Hi team,
I’m new here and reading the PagedAttention part, of the latest vLLM code. And when it comes to the PagedAttention.split_kv_cache
method, I find something doubt.
class PagedAttention:
@staticmethod
def split_kv_cache(
kv_cache: torch.Tensor,
num_kv_heads: int,
head_size: int,
) -> Tuple[torch.Tensor, torch.Tensor]:
x = 16 // kv_cache.element_size()
num_blocks = kv_cache.shape[1]
key_cache = kv_cache[0]
key_cache = key_cache.view(num_blocks, num_kv_heads, head_size // x,
-1, x)
value_cache = kv_cache[1]
value_cache = value_cache.view(num_blocks, num_kv_heads, head_size, -1)

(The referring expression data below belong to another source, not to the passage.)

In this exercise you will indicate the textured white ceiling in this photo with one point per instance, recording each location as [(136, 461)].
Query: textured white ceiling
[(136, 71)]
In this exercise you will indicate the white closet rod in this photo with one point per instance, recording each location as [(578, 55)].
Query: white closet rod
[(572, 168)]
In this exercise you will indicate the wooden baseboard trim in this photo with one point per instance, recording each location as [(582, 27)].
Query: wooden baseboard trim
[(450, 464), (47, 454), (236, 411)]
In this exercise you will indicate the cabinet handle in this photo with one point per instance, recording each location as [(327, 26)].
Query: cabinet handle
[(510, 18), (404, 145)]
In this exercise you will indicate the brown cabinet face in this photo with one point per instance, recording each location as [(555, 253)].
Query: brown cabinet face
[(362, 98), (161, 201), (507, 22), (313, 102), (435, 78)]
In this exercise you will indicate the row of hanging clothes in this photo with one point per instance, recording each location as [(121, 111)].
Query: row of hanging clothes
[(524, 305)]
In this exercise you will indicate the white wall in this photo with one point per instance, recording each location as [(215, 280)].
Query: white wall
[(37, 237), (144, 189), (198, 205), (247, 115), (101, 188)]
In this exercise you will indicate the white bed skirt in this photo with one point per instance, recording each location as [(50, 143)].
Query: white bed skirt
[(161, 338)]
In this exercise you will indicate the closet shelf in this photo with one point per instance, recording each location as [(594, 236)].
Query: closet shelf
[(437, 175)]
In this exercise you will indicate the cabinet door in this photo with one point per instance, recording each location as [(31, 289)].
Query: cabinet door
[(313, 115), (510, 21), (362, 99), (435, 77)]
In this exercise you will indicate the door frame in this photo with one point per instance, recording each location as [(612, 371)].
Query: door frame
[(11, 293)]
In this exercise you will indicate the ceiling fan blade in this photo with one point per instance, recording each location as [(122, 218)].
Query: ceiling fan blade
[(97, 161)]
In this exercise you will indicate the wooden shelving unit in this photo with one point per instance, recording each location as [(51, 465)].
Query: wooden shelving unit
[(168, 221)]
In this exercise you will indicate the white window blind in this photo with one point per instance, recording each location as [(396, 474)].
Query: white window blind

return key_cache, value_cache
In this method, the input kv_cache
seems have a shape of [2, num_blocks, block_size, num_kv_heads, head_size]
.
And the target key_cache
result is a shape of [num_blocks, num_kv_heads, head_size/x, block_size, x]
.
Is that correct to reshape the kv_cache by
key_cache = key_cache[0].view(num_blocks, num_kv_heads, head_size // x, -1, x)
rather than
key_cache = key_cache[0].view(num_blocks, -1, num_kv_heads, head_size // x, x).permute(0, 2, 3, 1, 4)
?
I do think they are different, and the latter seems a formally correct reshaping. Wish someone can help me out.